In seguito lavoriamo indefessamente tutti i fine settimana, gli albergatori ci adottano in toto e organizzano cene e feste da noi. Abbiamo un successo insperato e diventa imperativo essere in regola coi permessi.
Finalmente abbiamo un riscontro economico serio.
Noi lavoriamo esclusivamente con i prodotti dell'azienda, ortaggi di stagione e animali di bassa corte allevati a terra, polli, anatre, faraone, oche, colombi e conigli (che prendiamo da un'azienda vicina ormai)

Quell'estate a luglio, Silvio fa la maturità e va a lavorare per tre mesi nella  gelateria di un amico a Jesolo Lido per mettere da parte i soldi per pagarsi un lungo viaggio negli States col suo più caro amico Rudy.
Enrico invece ha frequentato il primo anno dell'Istituto di Agraria di Colle Umberto dove aveva insegnato Claudio. 
Se Silvio lavora in gelateria, Enrico lavora tutta l'estate dal nostro amico Graziano nel suo albergo, come cameriere al bar.
Sono bravi ragazzi.
Silvio e Rudy in California a casa dei nostri amici Hazard.
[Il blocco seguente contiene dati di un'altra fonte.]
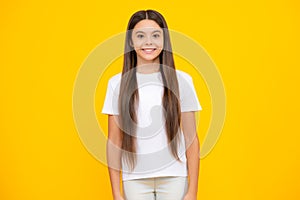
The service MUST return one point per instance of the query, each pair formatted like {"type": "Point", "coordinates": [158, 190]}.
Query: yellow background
{"type": "Point", "coordinates": [255, 45]}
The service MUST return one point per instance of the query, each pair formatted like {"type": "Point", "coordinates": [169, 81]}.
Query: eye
{"type": "Point", "coordinates": [156, 35]}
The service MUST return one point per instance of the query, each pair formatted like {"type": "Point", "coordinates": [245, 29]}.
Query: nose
{"type": "Point", "coordinates": [149, 41]}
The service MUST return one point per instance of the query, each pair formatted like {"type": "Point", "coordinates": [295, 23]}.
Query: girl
{"type": "Point", "coordinates": [152, 138]}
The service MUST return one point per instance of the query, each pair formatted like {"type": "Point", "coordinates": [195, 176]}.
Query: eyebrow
{"type": "Point", "coordinates": [144, 32]}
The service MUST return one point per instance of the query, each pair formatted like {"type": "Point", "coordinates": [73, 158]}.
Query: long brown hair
{"type": "Point", "coordinates": [128, 97]}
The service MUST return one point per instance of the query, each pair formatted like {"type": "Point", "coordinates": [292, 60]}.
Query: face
{"type": "Point", "coordinates": [147, 38]}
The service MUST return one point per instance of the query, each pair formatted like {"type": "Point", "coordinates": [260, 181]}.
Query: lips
{"type": "Point", "coordinates": [148, 50]}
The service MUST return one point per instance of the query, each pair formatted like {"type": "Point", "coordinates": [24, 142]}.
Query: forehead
{"type": "Point", "coordinates": [146, 26]}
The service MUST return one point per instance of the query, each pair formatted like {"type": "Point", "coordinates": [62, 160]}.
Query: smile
{"type": "Point", "coordinates": [148, 50]}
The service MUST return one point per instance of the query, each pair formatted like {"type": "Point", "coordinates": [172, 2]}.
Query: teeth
{"type": "Point", "coordinates": [148, 50]}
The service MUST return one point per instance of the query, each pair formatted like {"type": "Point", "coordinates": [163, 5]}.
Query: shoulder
{"type": "Point", "coordinates": [115, 80]}
{"type": "Point", "coordinates": [181, 75]}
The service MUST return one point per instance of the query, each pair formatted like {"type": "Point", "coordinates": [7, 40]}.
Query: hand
{"type": "Point", "coordinates": [190, 196]}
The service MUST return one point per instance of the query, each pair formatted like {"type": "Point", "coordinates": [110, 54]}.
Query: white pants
{"type": "Point", "coordinates": [159, 188]}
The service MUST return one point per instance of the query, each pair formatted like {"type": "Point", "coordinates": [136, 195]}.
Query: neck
{"type": "Point", "coordinates": [148, 67]}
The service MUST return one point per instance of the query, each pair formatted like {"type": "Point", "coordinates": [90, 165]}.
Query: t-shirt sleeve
{"type": "Point", "coordinates": [188, 95]}
{"type": "Point", "coordinates": [110, 105]}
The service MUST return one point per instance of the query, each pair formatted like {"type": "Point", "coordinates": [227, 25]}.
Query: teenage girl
{"type": "Point", "coordinates": [152, 140]}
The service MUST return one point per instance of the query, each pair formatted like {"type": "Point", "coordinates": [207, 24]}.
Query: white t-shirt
{"type": "Point", "coordinates": [154, 158]}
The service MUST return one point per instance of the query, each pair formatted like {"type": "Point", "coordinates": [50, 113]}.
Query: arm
{"type": "Point", "coordinates": [192, 152]}
{"type": "Point", "coordinates": [114, 144]}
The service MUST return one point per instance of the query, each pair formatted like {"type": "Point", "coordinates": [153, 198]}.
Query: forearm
{"type": "Point", "coordinates": [114, 168]}
{"type": "Point", "coordinates": [115, 182]}
{"type": "Point", "coordinates": [193, 163]}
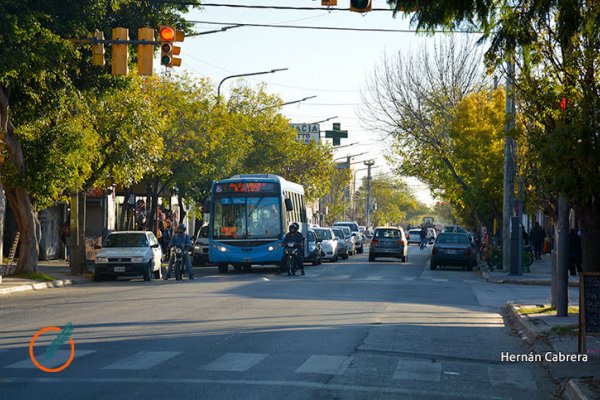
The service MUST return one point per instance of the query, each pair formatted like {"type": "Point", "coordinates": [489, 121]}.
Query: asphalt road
{"type": "Point", "coordinates": [346, 330]}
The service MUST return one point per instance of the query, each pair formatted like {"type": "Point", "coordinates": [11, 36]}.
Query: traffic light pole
{"type": "Point", "coordinates": [369, 164]}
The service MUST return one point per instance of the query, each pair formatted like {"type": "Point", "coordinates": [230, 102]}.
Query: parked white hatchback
{"type": "Point", "coordinates": [129, 253]}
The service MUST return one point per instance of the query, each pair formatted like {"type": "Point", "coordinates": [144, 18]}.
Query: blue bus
{"type": "Point", "coordinates": [249, 216]}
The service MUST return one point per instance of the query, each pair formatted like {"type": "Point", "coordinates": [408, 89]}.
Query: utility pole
{"type": "Point", "coordinates": [509, 168]}
{"type": "Point", "coordinates": [369, 164]}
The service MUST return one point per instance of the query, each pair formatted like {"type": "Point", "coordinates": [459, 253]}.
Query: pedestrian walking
{"type": "Point", "coordinates": [65, 238]}
{"type": "Point", "coordinates": [537, 240]}
{"type": "Point", "coordinates": [574, 253]}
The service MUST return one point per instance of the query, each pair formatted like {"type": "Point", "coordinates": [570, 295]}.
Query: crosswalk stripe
{"type": "Point", "coordinates": [330, 365]}
{"type": "Point", "coordinates": [519, 377]}
{"type": "Point", "coordinates": [418, 370]}
{"type": "Point", "coordinates": [143, 360]}
{"type": "Point", "coordinates": [59, 358]}
{"type": "Point", "coordinates": [237, 362]}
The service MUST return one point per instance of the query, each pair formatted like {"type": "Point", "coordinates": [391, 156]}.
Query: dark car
{"type": "Point", "coordinates": [314, 248]}
{"type": "Point", "coordinates": [453, 249]}
{"type": "Point", "coordinates": [388, 242]}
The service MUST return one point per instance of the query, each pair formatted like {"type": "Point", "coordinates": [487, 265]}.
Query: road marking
{"type": "Point", "coordinates": [418, 370]}
{"type": "Point", "coordinates": [59, 358]}
{"type": "Point", "coordinates": [330, 365]}
{"type": "Point", "coordinates": [143, 360]}
{"type": "Point", "coordinates": [519, 377]}
{"type": "Point", "coordinates": [235, 362]}
{"type": "Point", "coordinates": [253, 382]}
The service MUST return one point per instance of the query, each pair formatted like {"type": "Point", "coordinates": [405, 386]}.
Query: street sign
{"type": "Point", "coordinates": [307, 133]}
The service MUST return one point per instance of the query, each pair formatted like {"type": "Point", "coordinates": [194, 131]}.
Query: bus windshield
{"type": "Point", "coordinates": [247, 218]}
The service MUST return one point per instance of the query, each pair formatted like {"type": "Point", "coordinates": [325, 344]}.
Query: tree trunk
{"type": "Point", "coordinates": [26, 217]}
{"type": "Point", "coordinates": [589, 217]}
{"type": "Point", "coordinates": [18, 200]}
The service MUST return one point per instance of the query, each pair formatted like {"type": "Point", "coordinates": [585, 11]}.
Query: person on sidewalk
{"type": "Point", "coordinates": [537, 240]}
{"type": "Point", "coordinates": [574, 253]}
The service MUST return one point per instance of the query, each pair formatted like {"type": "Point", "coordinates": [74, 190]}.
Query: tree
{"type": "Point", "coordinates": [554, 44]}
{"type": "Point", "coordinates": [43, 69]}
{"type": "Point", "coordinates": [416, 100]}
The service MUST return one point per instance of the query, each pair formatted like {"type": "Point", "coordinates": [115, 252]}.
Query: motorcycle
{"type": "Point", "coordinates": [291, 258]}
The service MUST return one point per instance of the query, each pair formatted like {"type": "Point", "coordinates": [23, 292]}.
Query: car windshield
{"type": "Point", "coordinates": [453, 239]}
{"type": "Point", "coordinates": [387, 233]}
{"type": "Point", "coordinates": [126, 240]}
{"type": "Point", "coordinates": [323, 234]}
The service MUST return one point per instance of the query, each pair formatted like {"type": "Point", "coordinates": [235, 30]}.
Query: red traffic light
{"type": "Point", "coordinates": [167, 33]}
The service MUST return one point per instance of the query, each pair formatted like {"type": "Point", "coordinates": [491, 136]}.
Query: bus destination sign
{"type": "Point", "coordinates": [246, 187]}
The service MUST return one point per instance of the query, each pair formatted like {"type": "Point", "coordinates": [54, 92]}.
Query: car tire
{"type": "Point", "coordinates": [148, 271]}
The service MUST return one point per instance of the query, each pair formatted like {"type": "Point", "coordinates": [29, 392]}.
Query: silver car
{"type": "Point", "coordinates": [342, 248]}
{"type": "Point", "coordinates": [329, 243]}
Qui con Lauren e Ross. E' l'ottobre del 1992.
E' nello stesso mese che io e Claudio abbiamo per la prima volta la possibilità di farci una breve vacanza in Spagna, un lusso che non avevamo mai potuto permetterci prima. E qui lascio lo spazio al racconto di Claudio.......




Finalmente! siamo sposati da quasi vent'anni e non eravamo mai riusciti a prenderci una vacanza insieme. Il lavoro, gli impegni, i figli, ma soprattutto la mancanza di soldi ci aveva impedito di poter fare un viaggio, noi due, solo noi due. Finalmente dicevo è arrivato il momento e non una, bensì due settimane tutte per noi in Andalusia. Ma ci pensi? Internet esiste già, ma io non lo conosco ancora per cui vado in un'agenzia di viaggi e mi faccio consegnare una tonnellata di opuscoli tipo "Mare d'inverno". Infatti le nostre tasche non ci consentono grandi cose per cui al mare ci andiamo in ottobre e scegliamo alla fine l'Andalusia perché ci dicono che lì è ancora caldo. 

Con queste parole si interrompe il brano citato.